Ne viene fuori un racconto potenzialmente colmo di umorismo, ma incapace di credere fino in fondo a quello che, già di per sé, è un gioco intellettuale: l’ironia, la satira, la parodia, il sarcasmo. E così, in questo apparato visivo pieno di estro, eccezionale nelle scenografie e nei costumi, fra le tante trovate e la perfetta comicità di alcuni segmenti, eccoci precipitare davanti alla scure dell’insegnamento morale. Ci avete fatto credere che potevamo essere chiunque, anzi, peggio, che dovevamo essere qualcuno?
Avete confezionato per noi Barbie presidente, Barbie chirurgo, Barbie astronauta in un climax di ascesa caleidoscopica al potere e a nessuno è venuto in mente di dotarci di una Barbie ordinaria. Siamo al secondo equivoco: l’idea che l’ansia da performance, l’impressione d’essere inadeguati, tocchi solo alle donne e che solo a loro sia permesso di lagnarsi del potere che lo sguardo degli altri esercita, e i loro giudizi, e le loro sopraffazioni, e i nostri fallimenti: l’infinita gamma di pioli d’una scala, a volte in salita e a volte in discesa, che nella realtà fa parte dell’esistenza di ognuno, ma che nel film resta a beneficio delle bambine.
Non ci si fida dell’ironia. Non ci si fida della complessità. Non ci si fida dei sogni. Pensare in grande, nello spazio minuto di una cameretta, è un atto impositivo: trasformare piuttosto l’infanzia in un terreno di preparazione a una vita preconfezionata quanto i cliché di Mattel, ma nel rovescio della medaglia, là dove i futuri adulti saranno liberi dai desideri, scambiati per istigazione al merito, dalle fantasticherie o dalle iperboli. Almeno, però, al riparo dalle cadute. Se si evita di pretendere sogni meno convenzionali, e semmai più inclusivi e variegati, l’unica soluzione è quella di non sognare affatto, piombare dallo scintillio del rosa al grigiore dell’ordinario. Ed è un peccato. Perché a svestirlo di questo tocco demagogico e anacronistico, il film è un susseguirsi di piacevoli gag e stratagemmi, come la scena inziale che fa il verso a 2001: Odissea nello spazio e in cui una flotta di bambine vestite nei toni del fango giocano con le bambole, le coccolano come farebbe una mamma, le cullano e le baciano, fino all’arrivo del meteorite Barbie: splendida bionda in costume e occhiali da sole pressoché priva di responsabilità.
Evviva, la vita è una festa!
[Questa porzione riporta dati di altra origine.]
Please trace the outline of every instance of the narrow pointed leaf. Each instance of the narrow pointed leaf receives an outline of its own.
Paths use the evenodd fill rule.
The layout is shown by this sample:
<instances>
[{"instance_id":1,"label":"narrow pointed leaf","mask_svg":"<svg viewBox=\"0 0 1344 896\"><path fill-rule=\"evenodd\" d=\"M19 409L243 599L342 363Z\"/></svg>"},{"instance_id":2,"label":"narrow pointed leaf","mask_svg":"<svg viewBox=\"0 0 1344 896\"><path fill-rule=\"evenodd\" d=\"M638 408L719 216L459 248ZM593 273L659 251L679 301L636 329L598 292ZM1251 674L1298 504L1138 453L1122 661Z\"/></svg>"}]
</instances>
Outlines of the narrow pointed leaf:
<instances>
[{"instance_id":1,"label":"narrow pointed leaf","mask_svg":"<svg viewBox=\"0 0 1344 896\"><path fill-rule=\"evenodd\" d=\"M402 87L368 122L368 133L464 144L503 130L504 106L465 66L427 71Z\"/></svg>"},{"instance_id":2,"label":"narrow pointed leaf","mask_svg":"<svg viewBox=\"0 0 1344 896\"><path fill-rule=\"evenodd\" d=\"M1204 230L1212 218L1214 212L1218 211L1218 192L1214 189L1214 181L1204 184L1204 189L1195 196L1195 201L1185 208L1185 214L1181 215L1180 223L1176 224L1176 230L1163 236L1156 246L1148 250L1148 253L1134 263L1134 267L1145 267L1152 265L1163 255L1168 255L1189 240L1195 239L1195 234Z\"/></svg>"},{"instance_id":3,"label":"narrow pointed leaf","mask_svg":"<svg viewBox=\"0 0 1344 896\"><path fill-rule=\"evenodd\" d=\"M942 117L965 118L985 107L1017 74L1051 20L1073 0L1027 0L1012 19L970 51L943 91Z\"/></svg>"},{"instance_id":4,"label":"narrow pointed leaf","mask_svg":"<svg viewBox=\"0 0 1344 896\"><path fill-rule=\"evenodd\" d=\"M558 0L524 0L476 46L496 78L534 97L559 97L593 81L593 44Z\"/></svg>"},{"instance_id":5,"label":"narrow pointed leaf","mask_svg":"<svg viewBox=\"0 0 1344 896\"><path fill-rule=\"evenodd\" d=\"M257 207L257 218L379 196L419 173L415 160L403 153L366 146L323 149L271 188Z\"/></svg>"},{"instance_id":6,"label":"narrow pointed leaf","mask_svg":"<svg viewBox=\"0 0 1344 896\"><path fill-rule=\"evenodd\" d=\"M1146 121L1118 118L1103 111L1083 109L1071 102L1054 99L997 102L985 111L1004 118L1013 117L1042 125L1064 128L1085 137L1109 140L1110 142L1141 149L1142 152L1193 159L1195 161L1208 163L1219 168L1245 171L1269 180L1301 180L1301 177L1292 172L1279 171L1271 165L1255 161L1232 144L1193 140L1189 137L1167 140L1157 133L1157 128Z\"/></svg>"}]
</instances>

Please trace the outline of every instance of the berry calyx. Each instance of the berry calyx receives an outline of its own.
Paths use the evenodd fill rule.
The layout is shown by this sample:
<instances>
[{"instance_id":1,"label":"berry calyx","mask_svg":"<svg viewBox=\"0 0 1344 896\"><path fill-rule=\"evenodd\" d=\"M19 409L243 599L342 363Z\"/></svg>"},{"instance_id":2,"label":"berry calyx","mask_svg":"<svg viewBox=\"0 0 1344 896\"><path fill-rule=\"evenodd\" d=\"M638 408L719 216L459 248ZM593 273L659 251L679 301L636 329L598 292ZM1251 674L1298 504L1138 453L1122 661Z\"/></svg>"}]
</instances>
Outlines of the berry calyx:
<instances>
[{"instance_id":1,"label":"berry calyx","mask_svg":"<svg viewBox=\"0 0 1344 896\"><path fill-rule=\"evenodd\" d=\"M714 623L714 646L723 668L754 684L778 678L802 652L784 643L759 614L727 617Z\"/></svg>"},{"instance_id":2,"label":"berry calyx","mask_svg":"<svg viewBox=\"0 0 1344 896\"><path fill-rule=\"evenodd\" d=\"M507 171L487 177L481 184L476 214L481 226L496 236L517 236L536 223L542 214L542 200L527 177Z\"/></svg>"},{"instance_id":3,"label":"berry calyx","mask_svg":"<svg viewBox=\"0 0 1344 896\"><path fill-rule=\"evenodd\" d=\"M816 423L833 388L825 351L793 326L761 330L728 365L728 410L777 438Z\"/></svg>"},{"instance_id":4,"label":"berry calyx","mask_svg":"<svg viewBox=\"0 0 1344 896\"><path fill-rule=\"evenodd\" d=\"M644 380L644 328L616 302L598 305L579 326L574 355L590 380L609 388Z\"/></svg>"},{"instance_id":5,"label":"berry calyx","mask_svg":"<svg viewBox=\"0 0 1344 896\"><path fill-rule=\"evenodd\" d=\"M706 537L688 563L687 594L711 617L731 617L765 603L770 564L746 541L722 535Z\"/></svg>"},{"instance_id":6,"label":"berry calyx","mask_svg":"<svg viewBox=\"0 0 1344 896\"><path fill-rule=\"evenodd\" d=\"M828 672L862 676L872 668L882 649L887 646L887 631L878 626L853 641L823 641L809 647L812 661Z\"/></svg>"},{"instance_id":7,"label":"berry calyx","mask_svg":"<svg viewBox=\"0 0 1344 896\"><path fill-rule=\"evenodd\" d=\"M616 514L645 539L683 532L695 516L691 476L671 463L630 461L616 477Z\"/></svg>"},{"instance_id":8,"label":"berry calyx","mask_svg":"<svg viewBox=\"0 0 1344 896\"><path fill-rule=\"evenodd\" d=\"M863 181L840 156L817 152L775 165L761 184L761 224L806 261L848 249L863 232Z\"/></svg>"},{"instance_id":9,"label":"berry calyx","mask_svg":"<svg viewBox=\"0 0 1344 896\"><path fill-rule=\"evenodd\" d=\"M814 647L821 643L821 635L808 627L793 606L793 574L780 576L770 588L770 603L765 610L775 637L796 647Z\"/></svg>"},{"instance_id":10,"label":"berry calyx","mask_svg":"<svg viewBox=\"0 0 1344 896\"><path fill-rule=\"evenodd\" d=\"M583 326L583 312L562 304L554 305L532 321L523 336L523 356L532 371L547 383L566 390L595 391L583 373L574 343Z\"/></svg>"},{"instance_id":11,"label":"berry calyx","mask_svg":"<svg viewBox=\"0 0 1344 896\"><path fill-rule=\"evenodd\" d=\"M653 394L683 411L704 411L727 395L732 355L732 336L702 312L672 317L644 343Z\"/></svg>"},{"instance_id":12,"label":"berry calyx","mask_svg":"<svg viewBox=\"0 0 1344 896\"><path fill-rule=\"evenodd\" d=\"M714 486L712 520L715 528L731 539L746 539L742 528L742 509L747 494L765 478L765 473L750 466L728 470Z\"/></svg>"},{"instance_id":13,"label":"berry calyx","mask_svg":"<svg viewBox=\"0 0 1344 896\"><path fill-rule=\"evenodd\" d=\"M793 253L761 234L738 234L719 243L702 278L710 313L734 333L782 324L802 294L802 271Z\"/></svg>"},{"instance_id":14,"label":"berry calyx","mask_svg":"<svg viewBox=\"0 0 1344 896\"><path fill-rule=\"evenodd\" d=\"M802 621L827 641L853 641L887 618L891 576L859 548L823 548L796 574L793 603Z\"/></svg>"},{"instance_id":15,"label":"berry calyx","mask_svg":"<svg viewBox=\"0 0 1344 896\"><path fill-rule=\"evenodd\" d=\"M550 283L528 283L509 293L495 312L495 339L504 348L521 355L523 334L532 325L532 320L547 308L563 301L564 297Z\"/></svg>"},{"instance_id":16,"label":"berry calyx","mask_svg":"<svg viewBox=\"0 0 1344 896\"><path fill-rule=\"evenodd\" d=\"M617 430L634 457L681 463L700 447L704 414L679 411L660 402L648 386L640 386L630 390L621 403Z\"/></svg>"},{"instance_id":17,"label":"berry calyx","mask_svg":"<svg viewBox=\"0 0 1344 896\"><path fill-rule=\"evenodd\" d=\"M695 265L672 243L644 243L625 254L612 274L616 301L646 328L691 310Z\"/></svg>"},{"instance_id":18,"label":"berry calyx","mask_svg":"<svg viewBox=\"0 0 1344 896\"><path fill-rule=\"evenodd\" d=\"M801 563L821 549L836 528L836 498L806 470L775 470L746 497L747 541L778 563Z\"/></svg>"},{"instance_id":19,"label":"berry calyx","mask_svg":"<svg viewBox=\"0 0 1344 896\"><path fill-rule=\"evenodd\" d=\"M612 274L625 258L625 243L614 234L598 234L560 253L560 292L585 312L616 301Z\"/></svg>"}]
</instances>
No. Sarebbe un equivoco pericoloso. E di nuovo: che peccato. Un film con una regia hollywoodiana capace di spaziare dalla commedia al romance, dal drama al musical e all’action con grande agilità – il budget è di 145 milioni – un film graziato da interpreti strepitosi che finisce per essere qui e lì schiacciato dalla retorica. Nota a parte: Ken. Non si capisce se è intenzionale, ma a lui, un magistrale Ryan Gosling, vengono affidate le scene migliori: un uomo reduce dai ripetuti piccoli rifiuti a denti bianchi di Barbie, senza alcun talento né aspirazione, ora in cerca di autonomia, un uomo che non conosce la carezza del sentirsi abbastanza, ma che sogna un mondo capace di accorgersi perfino di lui, un uomo fra le donne, un debole fra i potenti. Struggente: il più vero fra i finti.